A worldwide “pay it forward” initiative attacks these problems head-on. It gives credit unions the opportunity to tell their story while living out their principles. Credit unions are, after all about “people helping people.” And just like credit unions, the concept really only works at the hyper-local level.
The sheer volume and value of the PR alone makes this kind of campaign worthwhile. The press eats this sort of stuff up. In the wake of banking’s massive meltdown, the media are hungry for any kind of story that either reinforces — or shatters — the nasty big bank image. A story about financial institutions doing nice things for people is about as shocking as the backwards “Man Bites Dog” headline editors love. One credit union who helped pioneer the “pay it forward” model gave away $2,820 and yielded $1.3 million in tracked PR value. That’s a 46,099% return on investment. According to The Financial Brand’s calculations, an industry-wide campaign funded at a similar level could yield an estimated $4.3 billion in earned PR.
Then of course there is the word-of-mouth stories that would be told by the hundreds of thousands of people who received random acts of kindness. They would run around telling friends and family about their experience. Some may even perform a good deed or two on their own, compounding the campaign’s effect. Heck, it might even go viral.
Among the first questions to cross the minds of most credit union executives includes the inevitable: “What does it cost?” and “Who pays for it?” The answer is quite simple.
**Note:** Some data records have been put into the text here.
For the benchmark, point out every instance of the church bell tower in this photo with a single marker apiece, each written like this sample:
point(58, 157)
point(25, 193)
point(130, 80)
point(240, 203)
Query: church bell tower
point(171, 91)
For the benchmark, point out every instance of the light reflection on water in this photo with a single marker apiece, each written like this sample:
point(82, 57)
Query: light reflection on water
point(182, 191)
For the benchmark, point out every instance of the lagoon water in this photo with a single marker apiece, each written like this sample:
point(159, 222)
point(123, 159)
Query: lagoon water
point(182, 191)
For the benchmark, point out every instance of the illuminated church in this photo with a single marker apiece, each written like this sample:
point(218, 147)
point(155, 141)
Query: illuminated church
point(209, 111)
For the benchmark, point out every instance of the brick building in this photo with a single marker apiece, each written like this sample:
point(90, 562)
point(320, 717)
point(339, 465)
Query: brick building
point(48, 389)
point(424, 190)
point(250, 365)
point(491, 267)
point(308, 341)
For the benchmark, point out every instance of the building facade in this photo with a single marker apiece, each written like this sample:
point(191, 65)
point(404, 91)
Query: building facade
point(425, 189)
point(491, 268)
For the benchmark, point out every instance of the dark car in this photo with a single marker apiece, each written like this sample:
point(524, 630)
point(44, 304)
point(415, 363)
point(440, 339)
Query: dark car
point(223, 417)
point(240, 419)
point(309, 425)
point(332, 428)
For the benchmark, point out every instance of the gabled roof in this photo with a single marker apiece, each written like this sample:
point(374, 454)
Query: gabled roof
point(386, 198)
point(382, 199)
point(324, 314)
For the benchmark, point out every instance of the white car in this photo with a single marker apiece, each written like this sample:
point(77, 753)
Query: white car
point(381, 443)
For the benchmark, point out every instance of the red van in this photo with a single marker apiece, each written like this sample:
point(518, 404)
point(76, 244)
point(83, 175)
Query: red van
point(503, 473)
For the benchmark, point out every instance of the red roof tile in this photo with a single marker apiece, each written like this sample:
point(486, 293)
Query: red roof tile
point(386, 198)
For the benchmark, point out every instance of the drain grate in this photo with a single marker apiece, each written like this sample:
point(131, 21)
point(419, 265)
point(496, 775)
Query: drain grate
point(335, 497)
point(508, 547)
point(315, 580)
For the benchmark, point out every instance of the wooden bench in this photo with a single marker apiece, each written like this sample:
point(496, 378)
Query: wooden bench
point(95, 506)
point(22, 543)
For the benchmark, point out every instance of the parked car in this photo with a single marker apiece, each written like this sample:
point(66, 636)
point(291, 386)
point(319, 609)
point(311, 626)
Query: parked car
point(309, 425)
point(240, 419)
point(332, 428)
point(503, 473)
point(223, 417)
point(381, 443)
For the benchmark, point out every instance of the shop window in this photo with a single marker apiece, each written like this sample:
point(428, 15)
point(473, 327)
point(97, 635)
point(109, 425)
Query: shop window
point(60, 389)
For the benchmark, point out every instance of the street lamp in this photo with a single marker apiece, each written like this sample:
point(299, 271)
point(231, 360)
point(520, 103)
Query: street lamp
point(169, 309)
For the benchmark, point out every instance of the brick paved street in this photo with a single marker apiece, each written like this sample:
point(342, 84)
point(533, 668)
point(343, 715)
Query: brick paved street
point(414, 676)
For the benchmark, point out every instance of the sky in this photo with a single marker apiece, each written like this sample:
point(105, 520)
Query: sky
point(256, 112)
If every credit union were to allocate a budget equivalent to 0.001% of its assets, America’s credit unions could fund over $9.5 million in good deeds. At an average cost of $20 per good deed, that’s nearly half a million random acts of kindness that could be performed. Add another 0.001% to create a budget that supports the campaign.
Here’s how this would work out. A credit union with $1 billion in assets would set aside 1% of its overall marketing budget for good deeds — approximately $10,000 for 500 acts of kindness — then add another $10,000 for marketing support. This is no more than the cost of a typically modest sales promotion. A $100 million credit union would budget $1,000 for 50 good deeds and a $1,000 marketing budget.Even $10 million credit unions can participate; $100 for five carefully-considered gestures could go a long way.
All in all, it’s a fair and equitable self-funding structure that doesn’t require any sort of “taxation” or payments made to a central organizing entity.
The best time to launch a campaign of this magnitude would be International Credit Union Day, celebrated the third Thursday of every October. Credit unions already invest energy into this rather un-noteworthy event, so why not turn it into a major marketing push? Heck, one credit union is on board already.
Credit Unions Already Love This Idea
It shouldn’t take a lot of arm twisting to get the industry behind this idea. There are already dozens of credit unions who recognize the inherent synergies between their business models and the “pay it forward” concept.
In 2008, Seattle Metropolitan Credit Union asked people, “If we gave you $10? What would you do for someone else?” For their answers, the credit union gave away $10 to people — free, no strings attached — just with the assignment to “pay it forward.”
Summit Credit Union copied Seattle Metro’s ‘Pay It Forward’ concept, but then took it to a whole new level. Summit has an ongoing ‘Pay It Forward’ microsite, and a permanent ‘Do More’ team who spreads random acts of kindness around their community. In 2009, AltaOne FCU also used a similar ‘Good Deeds’ street team.
Servus Credit Union’s ‘Feel Good Ripple’ invited people to share their “feel good deeds.” Similarly, Land of Lincoln Credit Union has ‘Project Do Good,’ a campaign inviting the community to share stories about how they helped “pay it forward.” Same with Mountain America Credit Union, and many others.